Le défenseur des droits humains estime que ce scandale soulève de nombreuses questions : "Est-ce que ce sont les dispositifs disciplinaires qui ne sont pas rigoureux ? Est-ce que les Casques bleus ne sont pas relevés assez souvent pour répondre à leurs besoins physiologiques ? Il serait important que les Casques bleus, quand ils quittent leur pays pour aller en RDC ou d'autres missions à travers le monde, soient efficacement instruits. Et je crois qu'au niveau de leur commandement aussi en interne, c'est un problème s'ils ne leur rappellent pas ce qu'ils doivent faire. C'est comme s'ils étaient à une fête au lieu d'être au travail."
Les scandales sexuels à répétition
Ce n'est pas la première fois que des membres de la Monusco sont impliqués dans des scandales sexuels. Du temps de la Monuc, la mission qui a précédé la Monusco, déjà, la mission onusienne avait été entachée d'affaires de ce genre impliquant du personnel de différentes nationalités. D'autres scandales comparables ont d'ailleurs éclaté aussi au sein d'autres missions de l'Onu, comme la Minusca, en RCA.
En 2011, 2016, 2018, plusieurs scandales ont visé du personnel de la Monusco, dans différentes régions, pour des violences et abus sexuels, ou parce qu'ils avaient eu recours à des actes sexuels tarifés, parfois avec des mineures.
Le "sexe de survie"
Si ces actes se répètent, c'est aussi que de nombreuses femmes du Nord-Kivu n'ont plus accès à leurs champs à cause des violences et que certaines sont contraintes de recourir au "sexe de survie".
"L'étranger qui arrive a un peu de moyens, il a des possibilités, analyse Ephrem Zihalirwa. Le rapport de force n'est pas le même quand on est un expatrié qui s'approche d'une Congolaise. Les guerres qui ont cours sont des guerres qui dépouillent les citoyennes et les citoyens."
Annie Matundu Mbambi confirme que la prostitution n'est souvent "pas une activité choisie" par la plupart des Congolaises qui se vendent aux soldats. "Elle est la conséquence de la pauvreté et d'autres facteurs socio-économiques". D'où l'importance, selon elle, de lutter contre les raisons profondes de ce fléau pour rendre eux femmes leur diginité, c'est-à-dire aider les victimes, bien sûr, mais aussi rétablir la paix.
François Paluku Kaputhu, chargé des projets de Caritas dans le diocèse de Butembo-Beni, rappelle par ailleurs que, même si c'est dans une moindre mesure, des hommes aussi sont victimes de violences et abus sexuels dans cette zone de conflit. Ces actes sont perpétrés par les différents acteurs armés, comme ailleurs dans le pays : en Ituri, dans le Maniéma ces dernières années.
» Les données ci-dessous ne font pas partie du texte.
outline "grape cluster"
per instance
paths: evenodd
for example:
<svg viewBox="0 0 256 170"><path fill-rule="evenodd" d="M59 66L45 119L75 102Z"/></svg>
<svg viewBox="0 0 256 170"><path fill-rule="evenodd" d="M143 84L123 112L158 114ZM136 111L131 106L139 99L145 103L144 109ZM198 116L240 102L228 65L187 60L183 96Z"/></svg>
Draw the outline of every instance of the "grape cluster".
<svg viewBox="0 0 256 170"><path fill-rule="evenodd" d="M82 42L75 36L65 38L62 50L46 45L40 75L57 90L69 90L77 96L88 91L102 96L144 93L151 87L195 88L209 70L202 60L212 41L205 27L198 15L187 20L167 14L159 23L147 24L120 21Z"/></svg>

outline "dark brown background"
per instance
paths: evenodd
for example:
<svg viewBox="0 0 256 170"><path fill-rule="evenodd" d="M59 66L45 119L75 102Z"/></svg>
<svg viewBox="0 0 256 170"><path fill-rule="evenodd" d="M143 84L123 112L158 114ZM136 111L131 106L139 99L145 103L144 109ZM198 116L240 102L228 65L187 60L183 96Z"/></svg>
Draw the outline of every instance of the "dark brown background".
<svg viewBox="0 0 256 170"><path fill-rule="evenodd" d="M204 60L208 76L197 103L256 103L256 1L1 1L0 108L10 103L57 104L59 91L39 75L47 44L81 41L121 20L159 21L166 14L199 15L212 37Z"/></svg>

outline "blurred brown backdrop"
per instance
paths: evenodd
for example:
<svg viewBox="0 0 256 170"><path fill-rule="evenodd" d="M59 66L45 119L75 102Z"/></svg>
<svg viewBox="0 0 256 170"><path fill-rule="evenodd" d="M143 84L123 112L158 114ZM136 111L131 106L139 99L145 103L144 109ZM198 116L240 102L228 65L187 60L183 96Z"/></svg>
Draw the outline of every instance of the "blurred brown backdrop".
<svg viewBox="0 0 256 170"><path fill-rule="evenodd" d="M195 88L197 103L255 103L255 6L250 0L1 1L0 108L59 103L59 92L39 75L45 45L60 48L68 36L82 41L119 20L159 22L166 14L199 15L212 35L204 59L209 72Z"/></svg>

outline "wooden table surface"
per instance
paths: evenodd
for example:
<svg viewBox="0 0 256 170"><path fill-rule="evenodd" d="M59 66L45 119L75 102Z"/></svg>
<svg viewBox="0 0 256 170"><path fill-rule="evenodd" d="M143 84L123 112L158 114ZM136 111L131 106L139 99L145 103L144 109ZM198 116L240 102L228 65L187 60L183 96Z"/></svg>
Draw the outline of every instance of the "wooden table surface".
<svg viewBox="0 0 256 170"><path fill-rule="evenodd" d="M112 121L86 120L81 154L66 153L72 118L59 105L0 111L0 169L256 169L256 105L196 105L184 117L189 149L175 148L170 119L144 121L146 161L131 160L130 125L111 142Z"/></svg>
Lui aussi estime que pour aider les victimes, il faut leur proposer des programmes en plusieurs volets.
D'abord, les faire se rencontrer, pour briser la solitude et la honte. Au-delà des soins de leur corps meurtri, des groupes de thérapie sont proposés, mais aussi un appui pour faciliter leur réinsertion sociale et professionnelle.
"Certaines de ces victimes ont moins de 18 ans et avec notre aide à la réinsertion, elles arrivent à reprendre le chemin de l'école. Ça redonne aussi de l'espoir à leurs familles qui n'ont plus accès à leurs champs et qui retrouvent de la joie quand elles voient leurs filles reprendre le chemin de l'école", explique François Paluku Kaputhu.
Mais pour que ce travail de longue haleine porte ses fruits, il doit être aussi corrélé à une sensibilisation de tous les membres de la communauté, y compris les hommes… et au financement des projets assuré sur le long terme, ce qui n'est toujours pas le cas actuellement.